Despite having a cheesy naming rights sponsor, the kick-to kick at the end of the GWS versus Fremantle clash last Saturday reminded me of a sometimes lost aspect of AFL.
The sheer joy of thousands of kids as they took to the field post-game, ball in hand and a grin from ear to ear, reminded me of the roots of the game and the importance of nurturing the youth.
For the first time in her life, my youngest daughter was part of the throng that invaded Spotless Stadium at around 5:30. All in all, it had been a great day. She is a Cats fan in reality yet wanted to attend her first game with Dad and this fixture suited.

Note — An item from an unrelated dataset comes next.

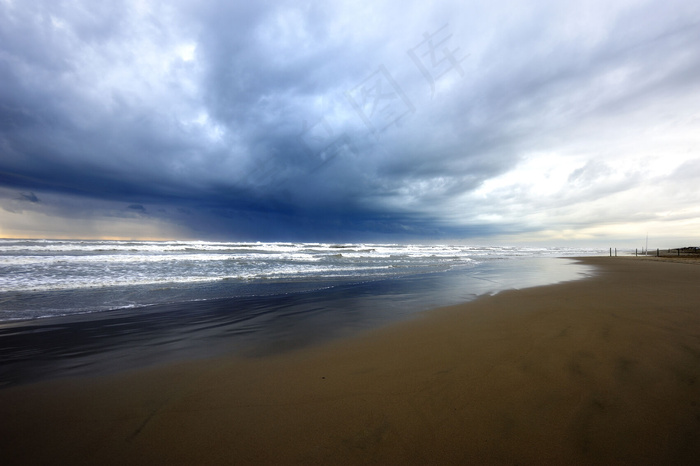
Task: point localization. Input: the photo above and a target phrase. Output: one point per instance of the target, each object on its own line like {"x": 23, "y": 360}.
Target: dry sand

I prepped her beforehand and spoke of the future superstar Josh Kelly, informed her of Jeremy Cameron and his accurate left boot and filled her in on the balance, poise and craft of Nathan Fyfe.
She loved the Subway and fizzy drink that her mother would have been horrified to have seen her consume. The seating was comfortable, affording an excellent view and the contest was thrilling. With Fremantle holding sway well into the second half, the Giants found their mojo and rolled over the top of the Dockers with some run through the middle that had been absent in the first two quarters.

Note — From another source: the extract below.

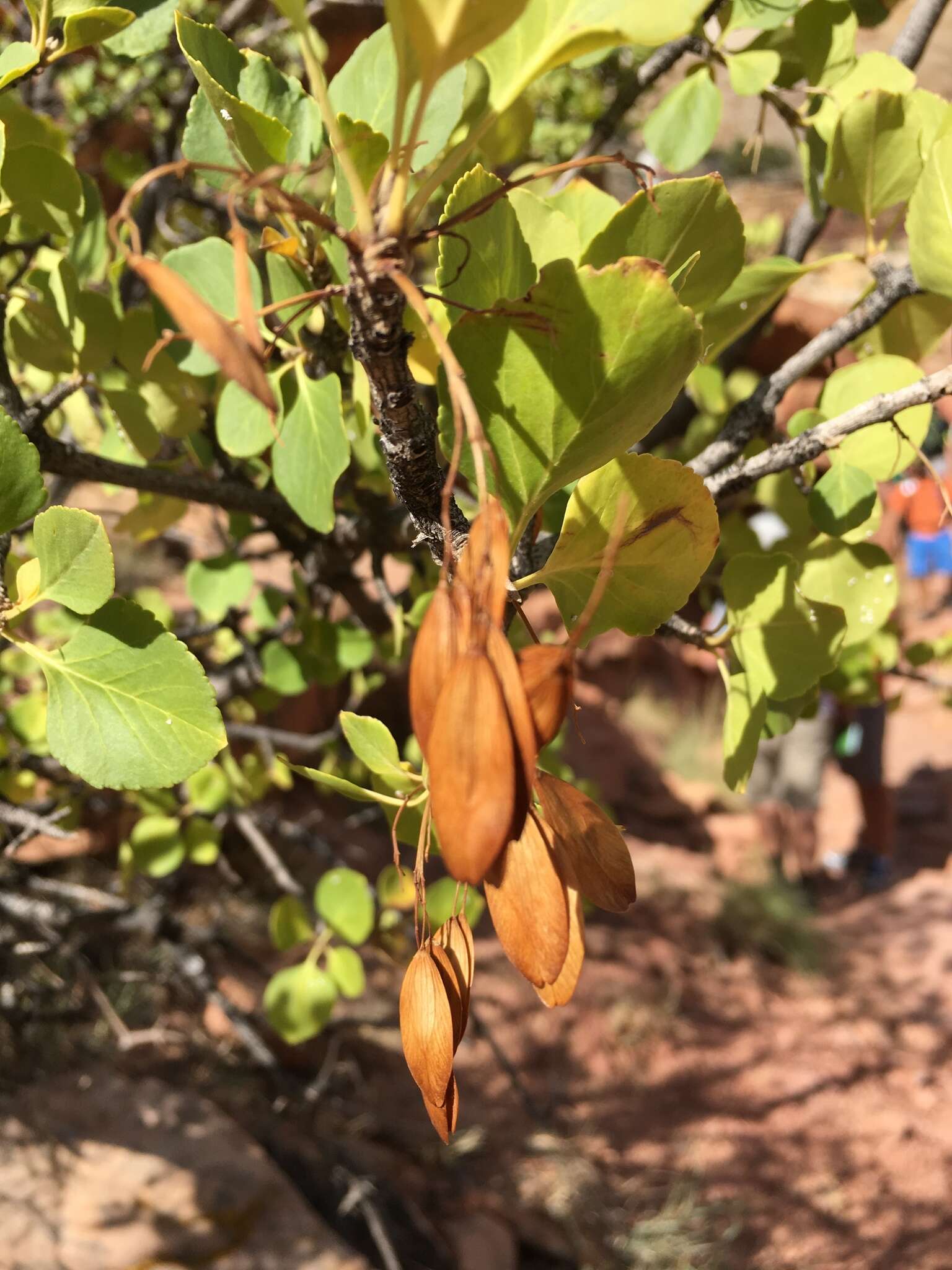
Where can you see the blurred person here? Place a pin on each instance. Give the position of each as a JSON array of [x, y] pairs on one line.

Rory Lobb suddenly began taking marks, Dylan Shield starting to influence the centre of the ground and Steven Coniglio marked his return with some quality touches in the final quarter.

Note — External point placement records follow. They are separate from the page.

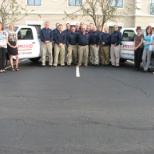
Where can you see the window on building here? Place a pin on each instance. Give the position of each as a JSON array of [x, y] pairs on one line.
[[74, 2], [117, 3], [34, 2], [25, 34], [38, 28]]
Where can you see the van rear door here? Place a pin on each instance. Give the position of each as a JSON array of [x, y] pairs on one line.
[[127, 51], [28, 45]]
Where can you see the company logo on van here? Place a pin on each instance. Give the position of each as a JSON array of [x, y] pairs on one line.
[[127, 47], [25, 47]]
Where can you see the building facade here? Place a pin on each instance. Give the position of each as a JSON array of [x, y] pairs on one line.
[[141, 13]]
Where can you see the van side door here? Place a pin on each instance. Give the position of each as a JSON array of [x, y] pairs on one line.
[[127, 51], [27, 43]]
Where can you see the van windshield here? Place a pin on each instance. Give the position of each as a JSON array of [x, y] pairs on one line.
[[7, 29], [128, 35]]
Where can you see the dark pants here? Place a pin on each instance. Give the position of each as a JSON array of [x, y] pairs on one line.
[[138, 57], [2, 58]]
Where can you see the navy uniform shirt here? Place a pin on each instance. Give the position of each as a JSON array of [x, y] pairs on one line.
[[106, 38], [94, 38], [46, 35], [67, 32], [116, 38], [60, 37], [72, 39], [83, 40]]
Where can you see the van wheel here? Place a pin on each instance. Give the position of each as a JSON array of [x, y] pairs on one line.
[[123, 60], [34, 60]]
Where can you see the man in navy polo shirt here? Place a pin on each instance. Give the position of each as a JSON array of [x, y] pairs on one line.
[[72, 47], [46, 36], [59, 47]]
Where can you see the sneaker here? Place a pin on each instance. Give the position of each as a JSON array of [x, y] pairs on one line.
[[55, 65], [85, 65]]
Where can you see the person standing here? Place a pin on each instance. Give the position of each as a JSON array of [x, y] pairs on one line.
[[94, 46], [105, 48], [72, 47], [77, 27], [115, 46], [46, 36], [3, 46], [88, 30], [138, 48], [67, 31], [147, 52], [12, 47], [83, 46], [60, 42], [56, 29]]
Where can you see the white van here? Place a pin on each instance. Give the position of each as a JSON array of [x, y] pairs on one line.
[[128, 34], [28, 43]]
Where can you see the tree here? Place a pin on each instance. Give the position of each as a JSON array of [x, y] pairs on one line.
[[12, 11], [100, 11]]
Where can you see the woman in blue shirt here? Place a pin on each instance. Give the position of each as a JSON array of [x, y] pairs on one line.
[[147, 49]]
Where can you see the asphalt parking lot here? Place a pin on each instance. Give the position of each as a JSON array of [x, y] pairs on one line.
[[51, 111]]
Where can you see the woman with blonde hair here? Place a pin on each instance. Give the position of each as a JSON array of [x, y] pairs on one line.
[[12, 46], [138, 47], [3, 46], [147, 49]]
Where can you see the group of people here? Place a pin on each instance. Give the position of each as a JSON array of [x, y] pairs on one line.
[[8, 43], [79, 45], [82, 44]]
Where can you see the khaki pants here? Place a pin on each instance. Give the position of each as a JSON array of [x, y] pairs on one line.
[[59, 51], [83, 52], [105, 54], [94, 54], [115, 55], [45, 48], [72, 54]]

Initially wanting to whisk the kids off to the car, get home and settle in for a feast of football on Fox Footy, my neighbour and I had a change of heart when we spotted another family whose daughter is a close friend of our two.
The girls buddied up together in their seats and had a close-up view of the closing minutes as the GWS held on in what was a close run thing.
The son of the couple into whom we had bumped had brought his football and before long, all four of the kids were lined up along the fence waiting for the gate to be opened and the running of the bulls to begin. My little girl looked somewhat lost.
She loves her footy and when we head to the park she keenly practises her drop punts and handballs. It’s all done with a commentary, where the words Dangerfield and Selwood feature regularly.
However, in this circumstance, she was a little fazed. Entering the field of play and running on the same turf as the heroes who make the game look so fluid, brought a level of excitement that had her more hyped than an hour earlier when she had finished her fizzy drink.
The gate was slung open and out they poured. The four began their adventure with sheer aggression and violence. The older boy ran the ball while the three younger girls launched themselves at his torso in an attempt to drag him to ground.
They were successful and thank God the MRP wasn’t watching, as some of the blows landed with elbows and fists might have seen them sitting in the stands for the short term future.
To his credit the youngster took it all in his stride and finally a roughly laid out square became the template for their play as they kicked to each other.
What was fascinating was that each time a kick wasn’t marked by the intended target (which was quite often) a madcap chase ensued and the ball winner was eventually caught and accosted by the other three. It was beautiful, hilarious and profound to watch, all at the same time. The final result was a mighty lot of fumbling, a ‘stacks on’ situation and the comical sight of a young child sitting comfortably atop three other kids all laughing, screaming and chiacking.
The profundity of the situation was just how powerful the simple action of entering the field of play can be. Sharing the same blades of grass, kicking a ball through the same posts and for a few moments, having some understanding of what it might be like to be on the big stage.
The pictures being drawn in the minds of the kids were almost visible in the stands, as a little tacker took possession and turned onto his left foot, a young teen climbed on the back of a friend in an attempt to take a ‘hanger’ and a young girl kicked truly from the top of the goal square.
It’s all a bit field of dreams, but there is something special happening in the minds of the kids during those moments, and let’s all admit it, the adults as well. For every cute little kid, there is an adult emulating the kicking style of their hero or posing by instructing their own kids on the appropriate techniques and skills required to play the game.
Footage of our current stars participating in kick-to-kick would be worth its weight in gold, as well as potentially forming part of what could be one of the greatest advertising campaigns of all time. Imagine footage of a young Joel Selwood, Gary Ablett Jnr or Joe Daniher spliced with modern day images, the young boy morphed into the grown man.
The beauty of the game could never be more accurately captured than through the passion for footy, established in early kick-to-kick experiences, seen as fuelling the careers of the current champions.
On the way home, my daughter asked for a kick in the park. Unfortunately, light beat us. I hope we get a few chances this week, just as I hope that the AFL always keeps kick-to-kick as an integral part of the match day experience.
If it was ever lost, something far more important and powerful could be lost as well.